Honorários advocatícios a cargo do INSS, fixados nos termos do artigo 85, §§ 3º e 4º, II, do Novo Código de Processo Civil/2015, e da Súmula 111 do STJ.

Por fim, a autarquia previdenciária está isenta do pagamento de custas e emolumentos, nos termos do art. 4º, inciso I, da Lei nº 9.289/96, do art. 24-A da Lei nº 9.028/95 (dispositivo acrescentado pela Medida Provisória nº 2.180-35/01) e do art. 8º, § 1º, da Lei nº 8.620/93, o que não inclui as despesas processuais. Todavia, a isenção de que goza a autarquia não obsta a obrigação de reembolsar as custas suportadas pela parte autora, quando esta é vencedora na lide. Entretanto, no presente caso, não há falar em custas ou despesas processuais, por ser a autora beneficiária da assistência judiciária gratuita.

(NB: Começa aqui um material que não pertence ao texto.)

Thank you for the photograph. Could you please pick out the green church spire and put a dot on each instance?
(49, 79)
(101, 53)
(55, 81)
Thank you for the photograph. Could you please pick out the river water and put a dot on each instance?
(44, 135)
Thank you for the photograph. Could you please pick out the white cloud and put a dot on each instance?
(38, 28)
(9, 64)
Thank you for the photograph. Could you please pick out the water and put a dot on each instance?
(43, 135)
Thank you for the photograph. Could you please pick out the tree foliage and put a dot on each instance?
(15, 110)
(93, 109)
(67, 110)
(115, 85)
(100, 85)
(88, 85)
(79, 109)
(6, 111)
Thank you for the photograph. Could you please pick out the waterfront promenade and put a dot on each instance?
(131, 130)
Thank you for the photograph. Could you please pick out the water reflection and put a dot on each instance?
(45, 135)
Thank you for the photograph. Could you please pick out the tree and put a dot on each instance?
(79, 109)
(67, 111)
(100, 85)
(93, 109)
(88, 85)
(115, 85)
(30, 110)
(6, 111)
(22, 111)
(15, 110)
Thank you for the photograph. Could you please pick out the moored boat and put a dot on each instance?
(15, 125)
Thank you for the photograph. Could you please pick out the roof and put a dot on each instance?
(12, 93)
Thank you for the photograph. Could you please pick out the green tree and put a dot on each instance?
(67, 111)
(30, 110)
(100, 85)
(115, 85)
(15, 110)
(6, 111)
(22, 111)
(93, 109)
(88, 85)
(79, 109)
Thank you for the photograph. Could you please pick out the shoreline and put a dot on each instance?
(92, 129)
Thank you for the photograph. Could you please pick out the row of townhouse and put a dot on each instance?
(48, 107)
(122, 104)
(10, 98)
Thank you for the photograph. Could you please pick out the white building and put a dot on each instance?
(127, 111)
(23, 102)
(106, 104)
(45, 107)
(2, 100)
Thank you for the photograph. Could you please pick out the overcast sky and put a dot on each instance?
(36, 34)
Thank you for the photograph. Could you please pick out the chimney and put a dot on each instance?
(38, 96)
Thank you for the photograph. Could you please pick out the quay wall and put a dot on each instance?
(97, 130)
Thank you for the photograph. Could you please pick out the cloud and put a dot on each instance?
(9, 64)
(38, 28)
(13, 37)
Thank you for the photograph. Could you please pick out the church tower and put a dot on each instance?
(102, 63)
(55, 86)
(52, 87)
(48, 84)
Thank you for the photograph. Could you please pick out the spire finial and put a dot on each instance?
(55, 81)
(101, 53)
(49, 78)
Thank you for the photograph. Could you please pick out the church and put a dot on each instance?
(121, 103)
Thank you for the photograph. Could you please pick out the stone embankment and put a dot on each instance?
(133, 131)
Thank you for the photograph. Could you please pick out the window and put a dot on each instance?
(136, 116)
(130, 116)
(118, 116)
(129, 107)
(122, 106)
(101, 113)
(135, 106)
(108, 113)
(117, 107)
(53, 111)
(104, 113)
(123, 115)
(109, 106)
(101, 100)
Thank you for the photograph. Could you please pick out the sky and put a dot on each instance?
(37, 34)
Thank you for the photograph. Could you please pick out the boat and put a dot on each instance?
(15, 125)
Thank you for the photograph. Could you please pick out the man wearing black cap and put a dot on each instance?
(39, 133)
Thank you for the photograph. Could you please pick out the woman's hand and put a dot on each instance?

Diante do exposto, termos do art. 927 c/c art. 932, incisos IV e V, do CPC, NEGO PROVIMENTO À APELAÇÃO DO INSS E DOU PROVIMENTO À APELAÇÃO DA PARTE AUTORA para reconhecer a atividade especial também no período de 10/11/2008 a 06/10/2015 e condenar o INSS a conceder a aposentadoria por tempo de contribuição, com termo inicial, correção monetária, juros de mora e verba honorária, nos termos da fundamentação.

Independentemente do trânsito em julgado, comunique-se ao INSS, a fim de que se adotem as providências cabíveis à imediata implantação do benefício de aposentadoria por tempo de contribuição, em nome de RONALDO GABRIEL FILHO, com data de início – DIB em 01/08/2018 e renda mensal inicial – RMI a ser calculada pelo INSS, nos termos do art. 497 do CPC.

Transitado em julgado, encaminhem-se os autos à Vara de origem, observadas as formalidade legais.